On Oct 22, 2010, at 7:41 AM, Jérôme Verstrynge wrote:
> Let's imagine that A initiates its column write at: 334450 ms with 'AAA' and
> timestamp 334450 ms
> Let's imagine that E initiates its column write at: 334451 ms with 'ZZZ'and
> timestamp 334450 ms
> (E is the latest write)
>
> Let's imagine that A reaches C at 334455 ms and performs its write.
> Let's imagine that E reaches C at 334456 ms and attempts to performs its
> write. It will loose the timestamp-tie ('AAA' is greater than 'ZZZ').
How is this any different from E's perspective than if A had come along a
moment later with timestamp 334452?
What you describe is an application in *desperate* need of either a serious
redesign, or a distributed locking mechanism.
This really isn't a Cassandra-specific problem, Cassandra just happens to be
the distributed storage system at issue.
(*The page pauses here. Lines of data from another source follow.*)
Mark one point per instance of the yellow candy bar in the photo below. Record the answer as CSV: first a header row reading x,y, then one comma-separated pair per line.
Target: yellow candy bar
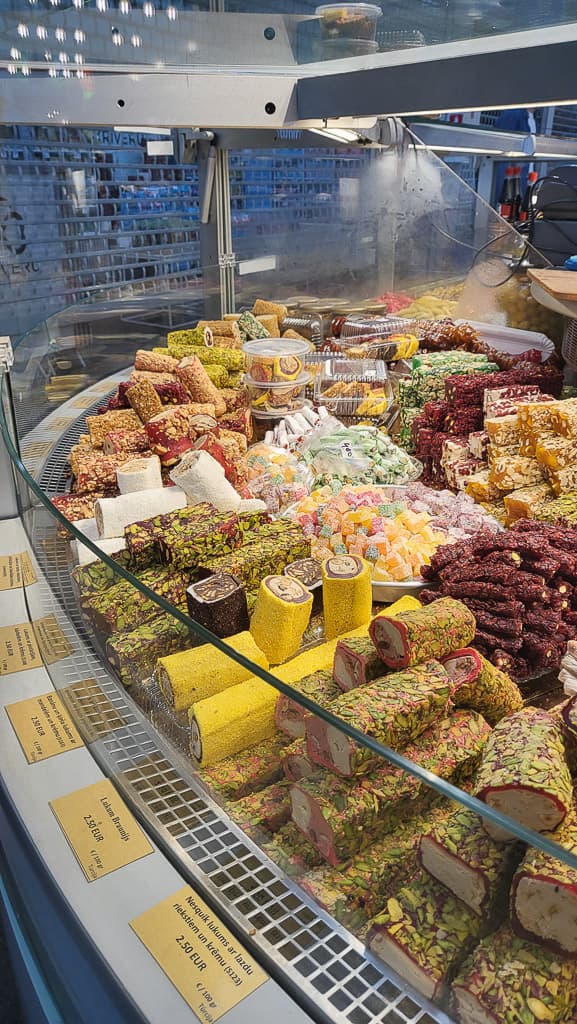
x,y
503,430
523,503
280,617
231,721
512,473
347,596
194,675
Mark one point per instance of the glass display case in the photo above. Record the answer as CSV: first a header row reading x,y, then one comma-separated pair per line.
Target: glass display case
x,y
279,798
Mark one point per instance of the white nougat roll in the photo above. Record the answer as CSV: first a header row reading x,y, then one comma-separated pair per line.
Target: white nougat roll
x,y
113,514
139,474
110,546
202,478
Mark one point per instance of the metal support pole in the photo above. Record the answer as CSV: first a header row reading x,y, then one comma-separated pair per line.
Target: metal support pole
x,y
227,258
8,495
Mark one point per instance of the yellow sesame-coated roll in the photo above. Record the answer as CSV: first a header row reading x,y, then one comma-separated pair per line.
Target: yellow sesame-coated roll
x,y
229,722
280,617
202,672
347,595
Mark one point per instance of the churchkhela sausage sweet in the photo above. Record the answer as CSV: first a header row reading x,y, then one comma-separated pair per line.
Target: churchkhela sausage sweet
x,y
411,637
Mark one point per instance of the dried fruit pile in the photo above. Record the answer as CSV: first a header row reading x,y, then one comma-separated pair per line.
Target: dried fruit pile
x,y
521,587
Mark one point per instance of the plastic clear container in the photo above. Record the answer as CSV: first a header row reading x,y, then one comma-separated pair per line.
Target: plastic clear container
x,y
276,398
354,388
369,326
334,49
348,20
275,359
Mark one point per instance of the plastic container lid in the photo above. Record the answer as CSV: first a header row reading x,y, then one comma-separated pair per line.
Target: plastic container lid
x,y
274,347
365,9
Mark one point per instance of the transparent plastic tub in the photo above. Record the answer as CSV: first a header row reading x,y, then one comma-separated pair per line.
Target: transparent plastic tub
x,y
275,360
348,20
275,399
354,388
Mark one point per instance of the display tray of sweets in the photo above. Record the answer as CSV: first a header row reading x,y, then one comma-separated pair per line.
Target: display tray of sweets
x,y
396,528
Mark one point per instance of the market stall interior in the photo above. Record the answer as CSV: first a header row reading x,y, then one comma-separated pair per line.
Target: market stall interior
x,y
301,562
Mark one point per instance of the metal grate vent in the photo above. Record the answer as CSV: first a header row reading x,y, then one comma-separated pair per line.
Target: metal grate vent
x,y
320,963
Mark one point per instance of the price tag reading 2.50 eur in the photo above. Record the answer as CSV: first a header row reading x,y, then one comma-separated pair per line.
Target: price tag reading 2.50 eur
x,y
203,960
100,829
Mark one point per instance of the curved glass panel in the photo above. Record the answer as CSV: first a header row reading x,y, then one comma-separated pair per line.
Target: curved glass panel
x,y
318,864
74,38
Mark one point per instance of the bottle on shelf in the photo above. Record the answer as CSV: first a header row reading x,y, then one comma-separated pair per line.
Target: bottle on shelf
x,y
532,179
505,199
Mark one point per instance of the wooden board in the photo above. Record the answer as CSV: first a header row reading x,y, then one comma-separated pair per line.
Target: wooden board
x,y
561,284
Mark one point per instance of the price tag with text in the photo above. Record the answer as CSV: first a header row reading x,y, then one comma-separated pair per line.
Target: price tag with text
x,y
204,961
16,571
100,829
18,649
43,727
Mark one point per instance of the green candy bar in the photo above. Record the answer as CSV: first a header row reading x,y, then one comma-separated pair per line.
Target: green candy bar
x,y
478,870
507,980
343,819
122,607
133,654
393,710
248,772
186,543
266,556
423,934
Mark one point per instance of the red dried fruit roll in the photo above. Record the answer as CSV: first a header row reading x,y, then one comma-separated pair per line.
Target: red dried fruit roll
x,y
524,773
431,632
393,710
511,644
340,820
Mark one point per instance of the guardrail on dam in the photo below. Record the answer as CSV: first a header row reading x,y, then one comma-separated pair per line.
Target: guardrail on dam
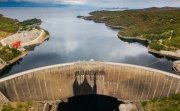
x,y
123,81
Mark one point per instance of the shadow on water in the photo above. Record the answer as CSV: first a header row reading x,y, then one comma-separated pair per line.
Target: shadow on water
x,y
142,42
85,95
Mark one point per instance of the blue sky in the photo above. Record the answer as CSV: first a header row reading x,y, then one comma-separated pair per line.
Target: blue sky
x,y
115,3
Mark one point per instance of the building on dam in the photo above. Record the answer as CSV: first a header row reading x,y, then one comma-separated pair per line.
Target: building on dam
x,y
122,81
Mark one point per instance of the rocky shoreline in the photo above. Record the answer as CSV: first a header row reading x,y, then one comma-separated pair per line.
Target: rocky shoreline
x,y
40,39
176,66
169,54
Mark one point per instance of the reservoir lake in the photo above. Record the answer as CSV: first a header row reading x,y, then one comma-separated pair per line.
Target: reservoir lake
x,y
73,39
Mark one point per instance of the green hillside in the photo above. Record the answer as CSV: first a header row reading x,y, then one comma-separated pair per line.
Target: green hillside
x,y
159,25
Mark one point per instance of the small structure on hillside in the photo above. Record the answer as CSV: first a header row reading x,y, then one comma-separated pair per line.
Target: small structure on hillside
x,y
16,44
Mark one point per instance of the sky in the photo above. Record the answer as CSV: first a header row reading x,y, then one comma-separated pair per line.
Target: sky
x,y
115,3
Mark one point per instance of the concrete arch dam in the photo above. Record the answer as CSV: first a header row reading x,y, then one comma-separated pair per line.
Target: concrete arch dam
x,y
123,81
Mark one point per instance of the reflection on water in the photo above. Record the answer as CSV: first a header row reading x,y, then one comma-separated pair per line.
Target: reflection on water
x,y
73,39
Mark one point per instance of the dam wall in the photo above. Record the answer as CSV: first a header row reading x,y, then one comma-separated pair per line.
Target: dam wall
x,y
123,81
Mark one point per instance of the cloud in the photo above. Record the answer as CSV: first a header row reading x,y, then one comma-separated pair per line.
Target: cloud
x,y
119,3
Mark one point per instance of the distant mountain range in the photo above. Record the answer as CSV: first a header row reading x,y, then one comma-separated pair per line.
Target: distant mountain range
x,y
32,4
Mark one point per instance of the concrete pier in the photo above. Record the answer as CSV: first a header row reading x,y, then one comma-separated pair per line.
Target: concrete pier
x,y
123,81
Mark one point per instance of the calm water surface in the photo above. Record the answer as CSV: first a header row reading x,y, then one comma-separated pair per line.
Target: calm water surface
x,y
73,39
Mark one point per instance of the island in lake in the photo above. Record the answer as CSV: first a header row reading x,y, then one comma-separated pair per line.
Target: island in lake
x,y
160,27
16,37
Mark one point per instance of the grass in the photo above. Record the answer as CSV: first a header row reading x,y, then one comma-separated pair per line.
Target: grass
x,y
7,53
20,106
161,27
166,104
10,26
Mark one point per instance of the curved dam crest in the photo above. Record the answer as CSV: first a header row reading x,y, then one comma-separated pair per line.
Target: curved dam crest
x,y
123,81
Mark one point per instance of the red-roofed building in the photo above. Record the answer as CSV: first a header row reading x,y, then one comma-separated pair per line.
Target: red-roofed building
x,y
16,44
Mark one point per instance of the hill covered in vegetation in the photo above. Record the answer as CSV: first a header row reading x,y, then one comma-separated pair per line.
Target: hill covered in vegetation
x,y
166,104
160,26
8,27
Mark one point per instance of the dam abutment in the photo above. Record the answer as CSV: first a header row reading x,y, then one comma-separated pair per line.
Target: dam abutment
x,y
123,81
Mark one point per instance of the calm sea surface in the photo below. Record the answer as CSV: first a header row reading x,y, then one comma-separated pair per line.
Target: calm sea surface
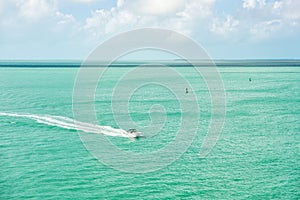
x,y
256,157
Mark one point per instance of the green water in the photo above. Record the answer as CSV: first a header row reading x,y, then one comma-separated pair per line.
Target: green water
x,y
256,157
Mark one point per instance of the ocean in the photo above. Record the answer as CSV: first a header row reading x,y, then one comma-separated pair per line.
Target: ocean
x,y
42,155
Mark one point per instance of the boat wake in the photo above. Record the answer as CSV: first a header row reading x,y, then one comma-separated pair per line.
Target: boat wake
x,y
71,124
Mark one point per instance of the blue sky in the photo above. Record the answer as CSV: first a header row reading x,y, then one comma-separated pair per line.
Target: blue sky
x,y
227,29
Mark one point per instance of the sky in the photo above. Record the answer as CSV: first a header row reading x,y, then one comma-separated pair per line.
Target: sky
x,y
226,29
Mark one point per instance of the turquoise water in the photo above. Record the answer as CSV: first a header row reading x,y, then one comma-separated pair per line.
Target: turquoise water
x,y
256,157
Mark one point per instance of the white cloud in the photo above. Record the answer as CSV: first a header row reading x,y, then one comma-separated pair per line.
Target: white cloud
x,y
155,7
266,28
36,9
224,27
251,4
179,15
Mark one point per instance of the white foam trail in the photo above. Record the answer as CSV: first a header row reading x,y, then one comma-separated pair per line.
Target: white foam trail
x,y
68,123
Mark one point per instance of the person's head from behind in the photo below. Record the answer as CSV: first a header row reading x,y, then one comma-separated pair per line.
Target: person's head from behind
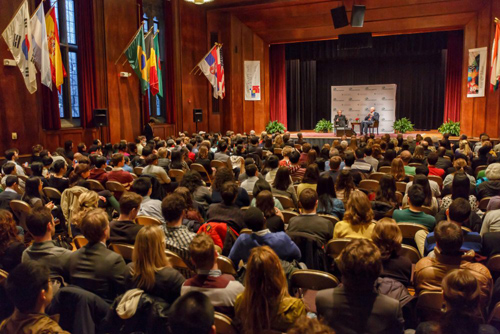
x,y
192,313
142,186
130,203
202,252
265,287
449,237
416,196
309,200
29,288
40,222
360,264
95,226
459,211
387,237
254,219
148,256
172,208
359,209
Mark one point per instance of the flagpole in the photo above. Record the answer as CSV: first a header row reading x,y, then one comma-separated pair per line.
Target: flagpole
x,y
128,45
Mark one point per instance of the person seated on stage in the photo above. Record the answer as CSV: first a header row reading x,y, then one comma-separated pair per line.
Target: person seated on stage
x,y
370,119
340,121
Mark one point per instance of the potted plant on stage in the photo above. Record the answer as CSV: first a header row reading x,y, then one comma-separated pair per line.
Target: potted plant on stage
x,y
275,127
402,125
324,126
450,127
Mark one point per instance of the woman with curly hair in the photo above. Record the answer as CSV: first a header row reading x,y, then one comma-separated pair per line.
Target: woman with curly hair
x,y
223,175
11,247
358,218
265,303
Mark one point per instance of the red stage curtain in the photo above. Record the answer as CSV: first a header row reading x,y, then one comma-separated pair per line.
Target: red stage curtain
x,y
50,103
86,60
168,71
278,83
453,76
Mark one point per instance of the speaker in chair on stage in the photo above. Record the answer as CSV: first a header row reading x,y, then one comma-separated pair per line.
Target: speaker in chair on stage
x,y
197,115
100,117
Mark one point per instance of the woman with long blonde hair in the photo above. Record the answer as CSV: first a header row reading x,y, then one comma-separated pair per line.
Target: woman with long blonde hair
x,y
266,304
150,269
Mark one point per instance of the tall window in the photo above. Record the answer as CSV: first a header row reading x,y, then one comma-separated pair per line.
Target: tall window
x,y
69,96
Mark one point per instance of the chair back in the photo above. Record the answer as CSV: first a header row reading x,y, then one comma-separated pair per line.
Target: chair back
x,y
224,324
124,250
148,221
176,174
429,305
52,193
385,169
95,185
286,202
80,241
335,246
369,185
138,170
408,230
226,266
410,252
376,176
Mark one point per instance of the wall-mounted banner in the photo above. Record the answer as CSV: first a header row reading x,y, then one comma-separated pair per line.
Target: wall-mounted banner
x,y
252,80
476,78
356,101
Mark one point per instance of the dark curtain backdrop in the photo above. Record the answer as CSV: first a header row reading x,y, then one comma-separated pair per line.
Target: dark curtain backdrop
x,y
415,63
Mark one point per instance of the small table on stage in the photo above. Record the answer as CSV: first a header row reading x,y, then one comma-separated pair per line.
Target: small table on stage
x,y
353,125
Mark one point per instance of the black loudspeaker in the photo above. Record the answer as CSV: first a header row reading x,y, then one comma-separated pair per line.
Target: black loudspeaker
x,y
197,115
339,17
358,15
100,117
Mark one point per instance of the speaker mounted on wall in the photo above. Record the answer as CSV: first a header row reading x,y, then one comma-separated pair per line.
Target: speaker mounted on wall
x,y
358,16
339,17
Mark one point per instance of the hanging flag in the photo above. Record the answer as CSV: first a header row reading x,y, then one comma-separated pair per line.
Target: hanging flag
x,y
220,74
40,46
17,35
209,67
158,64
495,61
151,55
136,55
56,65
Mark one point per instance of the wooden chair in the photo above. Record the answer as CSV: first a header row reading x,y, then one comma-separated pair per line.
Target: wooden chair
x,y
436,179
80,241
410,252
408,230
138,170
176,174
286,202
225,265
203,172
385,169
369,185
429,305
401,187
148,221
224,324
52,193
95,185
335,246
376,176
483,203
124,250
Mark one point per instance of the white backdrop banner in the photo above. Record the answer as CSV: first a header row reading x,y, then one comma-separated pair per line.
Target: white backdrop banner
x,y
356,101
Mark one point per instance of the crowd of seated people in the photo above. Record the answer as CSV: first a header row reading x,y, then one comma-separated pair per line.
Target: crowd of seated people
x,y
171,236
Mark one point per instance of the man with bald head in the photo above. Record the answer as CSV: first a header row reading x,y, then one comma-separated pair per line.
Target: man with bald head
x,y
371,118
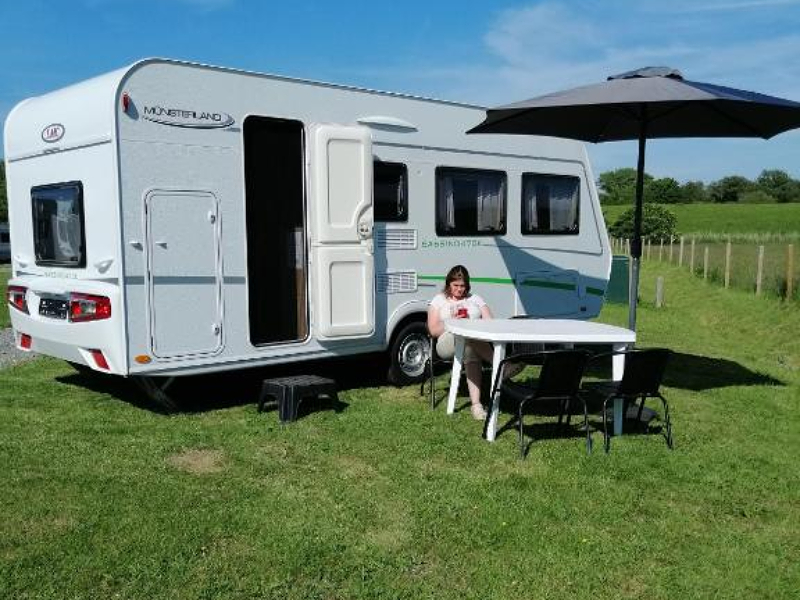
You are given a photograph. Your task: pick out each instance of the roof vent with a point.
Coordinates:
(650, 72)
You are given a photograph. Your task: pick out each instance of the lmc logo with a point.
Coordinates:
(52, 133)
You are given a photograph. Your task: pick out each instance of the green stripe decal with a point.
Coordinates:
(553, 285)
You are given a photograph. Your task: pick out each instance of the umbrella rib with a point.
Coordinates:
(739, 122)
(503, 119)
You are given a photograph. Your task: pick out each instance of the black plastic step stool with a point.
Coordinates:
(290, 391)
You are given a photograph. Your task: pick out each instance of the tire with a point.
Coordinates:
(409, 354)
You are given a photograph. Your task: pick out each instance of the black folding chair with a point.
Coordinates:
(644, 372)
(559, 379)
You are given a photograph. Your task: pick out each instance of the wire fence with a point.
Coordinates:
(766, 268)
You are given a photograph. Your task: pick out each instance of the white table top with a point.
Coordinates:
(539, 330)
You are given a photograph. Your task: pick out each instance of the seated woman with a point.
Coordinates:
(456, 302)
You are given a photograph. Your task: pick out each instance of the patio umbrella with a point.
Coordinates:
(654, 102)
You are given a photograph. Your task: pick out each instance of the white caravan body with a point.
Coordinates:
(5, 242)
(172, 218)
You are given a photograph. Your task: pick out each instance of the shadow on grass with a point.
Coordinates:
(698, 373)
(215, 391)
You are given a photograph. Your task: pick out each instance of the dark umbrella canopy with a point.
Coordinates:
(654, 102)
(613, 110)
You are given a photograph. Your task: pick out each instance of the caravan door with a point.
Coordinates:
(184, 276)
(342, 261)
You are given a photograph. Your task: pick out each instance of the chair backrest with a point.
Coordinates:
(644, 371)
(561, 374)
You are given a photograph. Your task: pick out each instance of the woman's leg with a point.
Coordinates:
(474, 375)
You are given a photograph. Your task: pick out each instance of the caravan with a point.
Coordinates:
(172, 218)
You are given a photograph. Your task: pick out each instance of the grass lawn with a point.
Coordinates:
(102, 498)
(742, 219)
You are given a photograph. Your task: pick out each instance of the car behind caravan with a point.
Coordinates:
(171, 218)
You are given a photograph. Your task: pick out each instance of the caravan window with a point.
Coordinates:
(550, 204)
(390, 191)
(58, 234)
(470, 202)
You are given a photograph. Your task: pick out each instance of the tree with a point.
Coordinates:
(619, 187)
(657, 222)
(663, 191)
(779, 185)
(3, 194)
(729, 189)
(694, 191)
(756, 197)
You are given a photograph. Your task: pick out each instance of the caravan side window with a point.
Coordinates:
(550, 204)
(470, 202)
(58, 232)
(390, 191)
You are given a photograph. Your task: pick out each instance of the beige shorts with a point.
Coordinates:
(446, 348)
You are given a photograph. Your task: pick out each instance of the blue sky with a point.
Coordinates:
(475, 51)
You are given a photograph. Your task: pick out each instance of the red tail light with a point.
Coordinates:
(100, 360)
(25, 341)
(86, 307)
(16, 297)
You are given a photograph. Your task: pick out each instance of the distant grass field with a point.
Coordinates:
(721, 219)
(103, 498)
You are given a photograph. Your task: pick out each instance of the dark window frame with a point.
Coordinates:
(400, 216)
(524, 230)
(77, 185)
(443, 171)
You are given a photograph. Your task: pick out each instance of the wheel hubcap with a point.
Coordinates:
(414, 353)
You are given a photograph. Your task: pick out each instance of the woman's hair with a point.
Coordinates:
(454, 274)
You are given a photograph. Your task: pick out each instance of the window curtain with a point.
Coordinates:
(563, 204)
(489, 204)
(447, 209)
(66, 226)
(529, 202)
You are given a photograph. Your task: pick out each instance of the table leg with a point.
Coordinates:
(455, 376)
(617, 369)
(491, 426)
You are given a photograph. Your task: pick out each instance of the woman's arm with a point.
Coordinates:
(486, 313)
(435, 324)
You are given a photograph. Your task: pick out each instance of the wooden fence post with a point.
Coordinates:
(659, 291)
(728, 263)
(759, 270)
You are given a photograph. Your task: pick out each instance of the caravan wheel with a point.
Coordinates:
(409, 354)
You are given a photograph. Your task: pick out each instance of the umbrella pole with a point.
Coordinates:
(636, 243)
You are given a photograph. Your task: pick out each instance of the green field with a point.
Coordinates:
(722, 219)
(104, 498)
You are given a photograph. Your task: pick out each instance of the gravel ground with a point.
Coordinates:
(9, 355)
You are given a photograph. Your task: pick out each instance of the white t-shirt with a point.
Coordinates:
(448, 307)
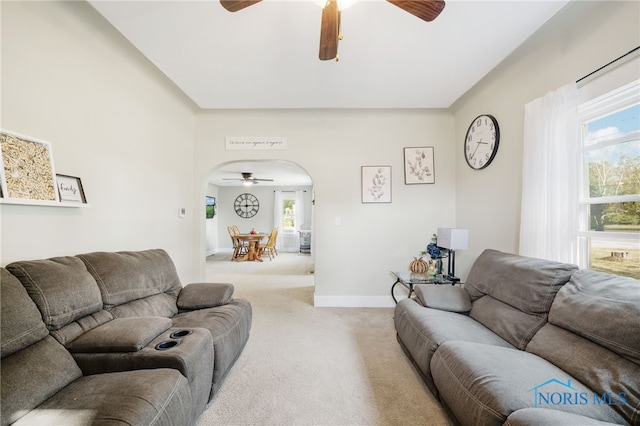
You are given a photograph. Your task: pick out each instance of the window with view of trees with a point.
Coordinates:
(610, 196)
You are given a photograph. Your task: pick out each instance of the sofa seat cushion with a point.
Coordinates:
(204, 295)
(548, 416)
(444, 297)
(229, 326)
(34, 374)
(422, 330)
(144, 397)
(189, 351)
(602, 370)
(522, 288)
(120, 335)
(61, 287)
(483, 384)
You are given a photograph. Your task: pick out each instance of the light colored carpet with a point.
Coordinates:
(313, 366)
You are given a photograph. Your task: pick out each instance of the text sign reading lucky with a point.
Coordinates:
(255, 143)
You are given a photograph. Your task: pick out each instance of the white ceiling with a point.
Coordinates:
(283, 173)
(266, 56)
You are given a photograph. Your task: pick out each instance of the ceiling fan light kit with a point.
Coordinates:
(427, 10)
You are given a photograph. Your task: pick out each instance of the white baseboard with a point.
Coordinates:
(353, 301)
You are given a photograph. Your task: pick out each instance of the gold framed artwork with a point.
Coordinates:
(27, 168)
(418, 165)
(376, 184)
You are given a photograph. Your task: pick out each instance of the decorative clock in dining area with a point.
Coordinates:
(246, 205)
(481, 141)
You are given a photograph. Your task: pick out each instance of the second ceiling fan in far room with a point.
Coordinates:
(427, 10)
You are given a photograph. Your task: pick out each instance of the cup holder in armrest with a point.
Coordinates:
(167, 344)
(180, 333)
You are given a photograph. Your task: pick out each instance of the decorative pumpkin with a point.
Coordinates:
(418, 266)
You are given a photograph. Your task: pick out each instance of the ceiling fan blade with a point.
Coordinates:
(236, 5)
(329, 31)
(427, 10)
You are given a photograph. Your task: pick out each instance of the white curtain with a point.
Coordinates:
(288, 240)
(550, 183)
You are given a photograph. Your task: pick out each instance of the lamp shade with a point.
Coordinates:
(453, 238)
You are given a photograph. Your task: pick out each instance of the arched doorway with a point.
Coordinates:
(264, 182)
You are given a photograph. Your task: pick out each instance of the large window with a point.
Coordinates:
(610, 185)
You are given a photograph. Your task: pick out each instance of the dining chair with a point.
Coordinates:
(238, 247)
(270, 247)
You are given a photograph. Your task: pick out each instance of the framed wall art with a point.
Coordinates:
(70, 189)
(210, 207)
(27, 168)
(418, 165)
(376, 184)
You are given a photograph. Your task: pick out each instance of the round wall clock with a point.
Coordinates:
(481, 141)
(246, 205)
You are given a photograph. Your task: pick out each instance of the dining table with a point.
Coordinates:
(253, 253)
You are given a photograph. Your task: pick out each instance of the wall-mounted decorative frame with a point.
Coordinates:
(210, 207)
(419, 165)
(27, 168)
(70, 189)
(376, 184)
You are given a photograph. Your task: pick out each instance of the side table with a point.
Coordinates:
(408, 279)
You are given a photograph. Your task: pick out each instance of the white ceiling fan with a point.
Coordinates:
(247, 179)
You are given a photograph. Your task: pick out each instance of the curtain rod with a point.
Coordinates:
(606, 65)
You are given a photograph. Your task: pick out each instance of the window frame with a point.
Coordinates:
(607, 104)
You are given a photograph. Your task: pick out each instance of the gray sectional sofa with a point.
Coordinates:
(114, 338)
(528, 342)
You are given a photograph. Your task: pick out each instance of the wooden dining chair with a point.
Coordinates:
(270, 246)
(238, 247)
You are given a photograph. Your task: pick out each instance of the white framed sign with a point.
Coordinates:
(255, 143)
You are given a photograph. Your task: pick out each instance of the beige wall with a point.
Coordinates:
(583, 37)
(69, 78)
(143, 151)
(353, 259)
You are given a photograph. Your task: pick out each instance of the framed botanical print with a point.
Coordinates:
(418, 165)
(376, 184)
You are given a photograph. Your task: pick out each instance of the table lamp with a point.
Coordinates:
(453, 239)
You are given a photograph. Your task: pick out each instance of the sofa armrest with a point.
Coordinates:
(444, 297)
(204, 295)
(120, 335)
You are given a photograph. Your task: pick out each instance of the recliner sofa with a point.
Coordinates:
(528, 342)
(125, 313)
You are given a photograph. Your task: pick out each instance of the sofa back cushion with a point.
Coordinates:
(34, 365)
(511, 294)
(146, 281)
(21, 322)
(61, 287)
(593, 334)
(603, 308)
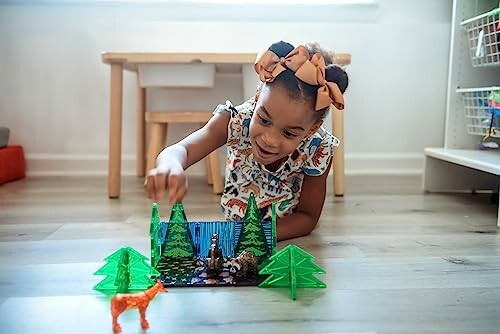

Any such system without a locking
mechanism will present some form of this problem, and the answer will be the
same: Avoid it in the application design, or incorporate a locking mechanism
into the application.
> If there is a timestamp-tie, then the context becomes uncertain for E, out of
> the blue.
> If application E can't be sure about what has been saved in Cassandra, it
> cannot rely on what it has in memory. It is a vicious circle. It can't
> anticipate on the potential actions of A on the column too.
And how is this different from E's data being overwritten with a later
timestamp? Either way, what E thinks is in Cassandra really isn't.
If you need to make sure you have consistency at this level, you *need* a
locking mechanism.
> This is unsual for any application, but may be this is the price to pay for
> using Cassandra. Fair enough.
Hardly. Any non-serial application that doesn't use some form of locking has
this exact same problem at all levels of storage, possibly even in its internal
variables.
>
> If E is not informed of the timestamp tie, then it is left alone in the dark.
> Hence, this is why I say Cassandra is not deterministic to E. The result of a
> write is potentially non-deterministic in what it actually performs.
Cassandra is deterministic for a given input. What you're saying is you aren't
properly controlling the input that your application is giving it.
> If E was aware that it lost a timestamp-tie, it would know that there is a
> possible gap between its internal memory representation and what it tried to
> save into Cassandra. That is, EVEN if there is no further write on that same
> column (or, in other words, regardless of any potential subsequent races).
What is the significance of this?
>
> If E was informed it lost a timestamp-tie, it could re-read the column (and
> let's assume that there is no further write in between, but this does not
> change anything to the argument). It could spot that its write for timestamp
> value 334450 ms failed, and also the reason why ('AAA' greater than 'ZZZ). It
> could operate a new write, which eventually could result in another
> timestamp-tie, but at least it would be informed about it too... It would
> have a safety net.
To what end? A and E would apparently get into some sort of never-ending fight.
The application as described is broken and needs to be fixed.
>
> The case I am trying to cover is the case where the context for application E
> becomes invalid because of a successful write call to Cassandra without
> registration of 'ZZZ'. How can Cassandra call it a successful write, when in
> fact, it isn't for application E? I believe Cassandra should notify
> application E one way or another. This is why I mentioned an extra
> timestamp-tie flag in the write ACK sent by nodes back to node E.
Here's part of the problem. You're seeing E as a distinct application from A
which can behave completely independently. You need to stop thinking like that.
It leads to broken architectures
Even if the E and A processes come from entirely different code bases, you need
to start by thinking of them as one application. That application is broken.
>
> The subsequent question I have is:
>
> If 'value breaks timestamp-tie', how does Cassandra behave in case of
> updates? If there is a column with value 'AAA' at 334450 ms and an
> application explicitely wants to update this value to 'ZZZ' for 334450 ms, it
> seems like the timestamp-tie will prevent that. Hence, the update/mutation
> would be undeterministic to E. It seems like one should first delete the
> existing record and write a new one (and that could lead to race conditions
> and timestamp-ties too).
You need a locking mechanism. Timestamps aren't the droids you're looking for.
> I think this should be documented, because engineers will hit that 'local'
> undeterministic issue for sure if two instances of their applications perform
> 'completed writes' in the same column family. Completed does not mean
> successful, even with quorum (or ALL). They ought to know it.
I'm honestly not sure why they wouldn't. One need only perform a very cursory
investigation of Cassandra to realize that addition of a locking mechanism is
necessary for many applications, such as the one described here.
-NK